Analysis of Overvotes in the 2016 California Senate Primary Election

David C. Kimball, University of Missouri-St. Louis

Martha Kropf, University of North Carolina-Charlotte

June 2017

The 2016 Senate primary contest in California was the first prominent statewide office to be filled under the state’srecently adopted “top-two” voting rules without an incumbent running. Under the top-two rules all candidates, regardless of political party, appear together on the primary ballot and the top two vote-getters advance to the general election.After U.S. Senator Barbara Boxer announced her retirement in 2015, the subsequent election in 2016 to fill her seat attracted 34 candidates. This is the largest number of candidates to appear on the ballot for the same office in California since the 2003 gubernatorial recall election. Fitting 34 candidates for one office on the primary election ballot posed a serious ballot design challenge for election officials in each of the state’s 58 counties. Different counties took different approaches in placing the Senate candidates on the 2016 primary ballot. This report examines ballot design and voting equipment used in California’s 2016 primary election and its potential impact on voting errors.

There is evidence that design features created confusion for some voters in the 2016 California Senate primary election. We examine the number of overvotes in the Senate primary contest as a measure of voting errors.[1] An overvote is when a voter casts a vote for more than the allowable number of candidates in a contest. In the California primary voters were allowed to vote for just one candidate per contest so overvotes occurred when voters mistakenly voted for multiple candidates in a race. Overvotes can be a serious problem because the voter’s choices are disqualified in any race where he casts an overvote. In the 2016 California primary election the Senate race shared the ballot with other contests, including the hard-fought presidential primaries for the Democratic and Republican parties. There were approximately 8.5 million voters in the 2016 California primary election. The Republican and Democratic presidential primaries produced a combined 5,833 overvotes, less than one-tenth of one percent of ballots cast.[2] This overvote rate is fairly typical for American elections.[3] In contrast, there were at least 235,821 overvotes in the California Senate primary, over 2.8% of ballots case and more than 40 times as many overvotes as in the presidential contests.At the county level, the overvote rate in the Senate primary ranges from a low of 0% to a high of 14.8% (Lake County).

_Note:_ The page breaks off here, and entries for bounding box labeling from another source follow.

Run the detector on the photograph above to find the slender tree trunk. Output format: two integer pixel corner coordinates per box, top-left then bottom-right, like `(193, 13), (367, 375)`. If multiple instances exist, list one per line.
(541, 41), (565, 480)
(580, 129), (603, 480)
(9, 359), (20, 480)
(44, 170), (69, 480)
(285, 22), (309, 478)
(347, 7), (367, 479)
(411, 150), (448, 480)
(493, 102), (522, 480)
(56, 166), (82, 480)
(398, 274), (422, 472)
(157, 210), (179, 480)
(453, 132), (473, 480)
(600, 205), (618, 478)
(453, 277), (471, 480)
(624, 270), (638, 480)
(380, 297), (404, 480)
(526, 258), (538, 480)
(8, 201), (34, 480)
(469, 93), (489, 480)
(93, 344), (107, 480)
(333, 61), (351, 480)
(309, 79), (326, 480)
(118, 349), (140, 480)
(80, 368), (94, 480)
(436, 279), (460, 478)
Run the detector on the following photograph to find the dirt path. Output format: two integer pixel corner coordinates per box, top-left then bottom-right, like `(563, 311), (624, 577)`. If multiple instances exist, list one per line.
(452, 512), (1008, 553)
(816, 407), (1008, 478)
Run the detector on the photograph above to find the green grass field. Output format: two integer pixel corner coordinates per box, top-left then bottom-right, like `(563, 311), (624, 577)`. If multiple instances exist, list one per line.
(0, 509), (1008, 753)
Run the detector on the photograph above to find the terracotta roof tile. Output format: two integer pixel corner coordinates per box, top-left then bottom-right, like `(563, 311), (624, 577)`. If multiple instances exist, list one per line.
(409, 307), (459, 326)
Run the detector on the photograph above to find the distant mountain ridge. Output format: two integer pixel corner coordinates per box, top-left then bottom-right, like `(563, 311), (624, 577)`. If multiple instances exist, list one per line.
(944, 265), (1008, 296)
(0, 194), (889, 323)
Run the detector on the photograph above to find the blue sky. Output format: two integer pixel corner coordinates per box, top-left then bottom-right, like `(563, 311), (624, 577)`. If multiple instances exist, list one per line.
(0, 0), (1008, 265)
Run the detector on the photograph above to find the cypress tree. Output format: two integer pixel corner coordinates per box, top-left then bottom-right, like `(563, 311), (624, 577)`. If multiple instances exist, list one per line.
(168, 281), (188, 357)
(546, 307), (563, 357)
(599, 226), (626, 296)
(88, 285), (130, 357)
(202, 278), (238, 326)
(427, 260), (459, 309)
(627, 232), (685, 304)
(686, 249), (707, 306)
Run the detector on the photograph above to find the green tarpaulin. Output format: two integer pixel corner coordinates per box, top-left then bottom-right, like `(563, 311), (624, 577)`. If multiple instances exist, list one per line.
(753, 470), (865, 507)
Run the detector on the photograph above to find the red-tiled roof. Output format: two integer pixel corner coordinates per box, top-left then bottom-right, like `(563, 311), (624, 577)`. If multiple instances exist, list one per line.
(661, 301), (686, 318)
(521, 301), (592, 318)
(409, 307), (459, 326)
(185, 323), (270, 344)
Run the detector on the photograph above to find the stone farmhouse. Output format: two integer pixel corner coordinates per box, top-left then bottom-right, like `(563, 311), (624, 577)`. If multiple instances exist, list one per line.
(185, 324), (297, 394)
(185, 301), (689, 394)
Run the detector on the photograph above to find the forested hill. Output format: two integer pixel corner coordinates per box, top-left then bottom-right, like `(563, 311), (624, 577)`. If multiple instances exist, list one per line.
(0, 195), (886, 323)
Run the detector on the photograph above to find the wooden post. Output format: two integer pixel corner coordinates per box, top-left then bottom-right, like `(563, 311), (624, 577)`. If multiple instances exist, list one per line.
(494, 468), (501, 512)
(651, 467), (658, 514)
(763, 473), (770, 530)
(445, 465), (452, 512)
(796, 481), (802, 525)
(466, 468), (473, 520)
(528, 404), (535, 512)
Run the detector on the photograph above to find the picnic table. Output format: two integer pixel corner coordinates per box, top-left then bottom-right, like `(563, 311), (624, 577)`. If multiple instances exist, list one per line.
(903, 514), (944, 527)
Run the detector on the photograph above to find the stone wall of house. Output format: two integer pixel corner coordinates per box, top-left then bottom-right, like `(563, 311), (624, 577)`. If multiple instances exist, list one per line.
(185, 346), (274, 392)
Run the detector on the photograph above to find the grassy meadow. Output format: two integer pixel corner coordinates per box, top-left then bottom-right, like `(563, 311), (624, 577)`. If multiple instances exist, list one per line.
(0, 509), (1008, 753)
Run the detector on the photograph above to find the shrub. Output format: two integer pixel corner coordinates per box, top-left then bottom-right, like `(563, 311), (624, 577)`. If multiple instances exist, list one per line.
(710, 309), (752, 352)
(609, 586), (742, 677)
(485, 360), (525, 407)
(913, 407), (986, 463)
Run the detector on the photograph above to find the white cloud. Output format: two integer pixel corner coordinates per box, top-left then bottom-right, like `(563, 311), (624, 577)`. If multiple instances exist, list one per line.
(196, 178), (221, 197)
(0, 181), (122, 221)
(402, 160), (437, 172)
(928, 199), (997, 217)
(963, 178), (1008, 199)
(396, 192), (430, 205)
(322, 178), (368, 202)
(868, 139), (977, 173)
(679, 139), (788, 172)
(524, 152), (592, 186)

The number of overvotes was substantially smaller than the vote margin between the second place and third place finishers in the Senate primary. Thus, overvotes did not affect the outcome of the top-two Senate primary in California in 2016. Nevertheless, when nearly one quarter of a million voters make a detectable error in a single contest it merits further investigation about the sources of those voting errors.

We identify one ballot design feature and one voting equipment feature that contributed in roughly equal measure to the large number of overvotes in the 2016 California Senate primary election. The crucial ballot design feature that contributes to overvotes is when candidates for a single office are listed in multiple columns on the ballot. When candidates for the same office are listed in one column voters see that they are grouped together for the same voting task. However, when candidates for the same office are listed in multiple columns voters tend to get confused and mistakenly assume that a new column of candidates indicates a new voting task. An infamous example of the multi-column format is the “butterfly ballot” used in Palm Beach County, Florida in the 2000 presidential election. Prior studies show that listing candidates for the same office in more than one column generates notably higher rates of overvotes and spoiled ballots.[4] In the 2016 California primary 33 of the state’s 58 counties listed the Senate candidates in more than one column.[5] The remaining counties listed the 34 Senate candidates in a single column on one ballot page. The overvote rate in the Senate primary was 3.6% of ballots cast in counties using the multiple column format. In counties that listed the Senate candidates in one column on a single page the overvote rate was 0.8%.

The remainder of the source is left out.